High Throughput Computing using HTCondor

The Research IT HTCondor Service in Detail

PCs included in the Research IT HTCondor pool

The Research IT HTCondor service makes widespread use of classroom PCs located in teaching and learning centres across the campus including libraries. Taken together, the PCs comprise the HTCondor pool. The size of the pool varies widely depending on time of day, day of the week and time of year but peaks at around 1900 cores.

Since each PC is configured to allow HTCondor jobs to run on each of the cores at the same time this gives a theoretical maximum capacity of 1900 HTCondor jobs running in parallel. Normally the figure will be much lower than this and may drop to around 600 during the summer vacation when some centres are closed for refurbishment or upgrades.

All of the HTCondor pool machines run the standard Managed Windows Service (MWS) based on the 64-bit version of Windows 10. A typical specification is:
  • Intel Core-i5 (six core) processor running at 3 GHz
  • 16 GB of installed memory
  • 330 GB of disk space

The HTCondor server

Access to the pool is exclusively via a single high performance server having the hostname condor.liv.ac.uk (referred to here as the HTCondor server). Users must register for the HTCondor service to gain access to this. The HTCondor server runs the Scientifc Linux version of the UNIX operating system and therefore some knowledge of UNIX will be helpful in using the Research IT HTCondor service. However it is also possible to use HTCondor directly from the (Windows) desktop without any knowledge of UNIX by running Desktop Condor (see the Desktop Condor (DTCondor) web page for details).

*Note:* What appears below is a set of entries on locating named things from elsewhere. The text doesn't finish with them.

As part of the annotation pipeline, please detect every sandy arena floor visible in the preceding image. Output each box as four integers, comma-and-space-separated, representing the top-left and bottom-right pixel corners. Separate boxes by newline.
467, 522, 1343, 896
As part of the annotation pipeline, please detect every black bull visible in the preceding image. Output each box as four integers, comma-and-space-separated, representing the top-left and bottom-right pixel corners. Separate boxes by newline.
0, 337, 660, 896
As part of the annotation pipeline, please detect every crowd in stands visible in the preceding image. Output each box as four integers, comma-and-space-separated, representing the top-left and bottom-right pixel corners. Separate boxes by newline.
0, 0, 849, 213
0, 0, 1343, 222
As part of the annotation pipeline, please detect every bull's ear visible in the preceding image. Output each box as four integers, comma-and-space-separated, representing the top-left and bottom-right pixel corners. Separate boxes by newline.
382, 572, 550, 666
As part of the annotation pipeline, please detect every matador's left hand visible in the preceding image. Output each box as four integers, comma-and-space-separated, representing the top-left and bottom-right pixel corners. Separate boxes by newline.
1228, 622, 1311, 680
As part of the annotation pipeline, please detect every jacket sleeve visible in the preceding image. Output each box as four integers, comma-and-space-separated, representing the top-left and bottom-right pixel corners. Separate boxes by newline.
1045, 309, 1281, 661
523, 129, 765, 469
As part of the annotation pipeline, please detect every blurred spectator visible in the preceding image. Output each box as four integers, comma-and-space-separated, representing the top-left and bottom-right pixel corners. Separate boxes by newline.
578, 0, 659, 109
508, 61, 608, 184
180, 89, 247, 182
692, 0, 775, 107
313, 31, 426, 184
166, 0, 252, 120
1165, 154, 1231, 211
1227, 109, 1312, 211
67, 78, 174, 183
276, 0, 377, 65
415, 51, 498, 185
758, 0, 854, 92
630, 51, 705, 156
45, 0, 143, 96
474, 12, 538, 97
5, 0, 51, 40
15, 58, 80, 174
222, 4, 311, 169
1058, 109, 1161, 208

The main reason for using a single submission point is security, however there are very significant advantages in employing a central server to submit HTCondor jobs rather than allowing personal desktop PCs to be used. Firstly, a large (7 TB), fast RAID filestore is provided to store users' HTCondor files so that they do not take up valuable space on the fairly small hard drives of typical desktop PCs.

Secondly, large numbers of jobs can easily be submitted at once and the server left to work through them after the user has logged out. This would place a very significant strain on a desktop PC and the PC would need to be kept powered-on until all of the jobs had completed.

Availability of HTCondor pool PCs

It extremely important that HTCondor jobs do not impact in any way on use of the pool PCs by ordinary teaching centre users. For this reason HTCondor jobs will generally not run while someone is logged into a pool PC. Furthermore, if a job is already running on a PC when a teaching centre user logs into it then the job will be removed immediately and will return to the job queue (HTCondor calls this evicting a job or vacating it). Usually none of the files created by the job will be returned to the server and any work done so far will be lost. For long running jobs that exploit user-level checkpointing, it is possible to force HTCondor to return all of the output files created so that these can be used to restart the job from where it left off on a different PC.

During term time, the pool machines are in very frequent use by teaching centre users but HTCondor jobs should have a chance to start on most of the PCs after the last users have logged out and gone home. This allows jobs to run without interruption overnight and at weekends. All but the shortest of HTCondor jobs will therefore tend to run to completion outside normal teaching centre hours during term time.

Sustainable use of HTCondor

All of the PCs in the HTCondor pool take part in power saving and normally go into hibernation when not in use. Hibernation does not occur if a HTCondor job is running on a PC and so jobs can run for significant periods without the PC powering down.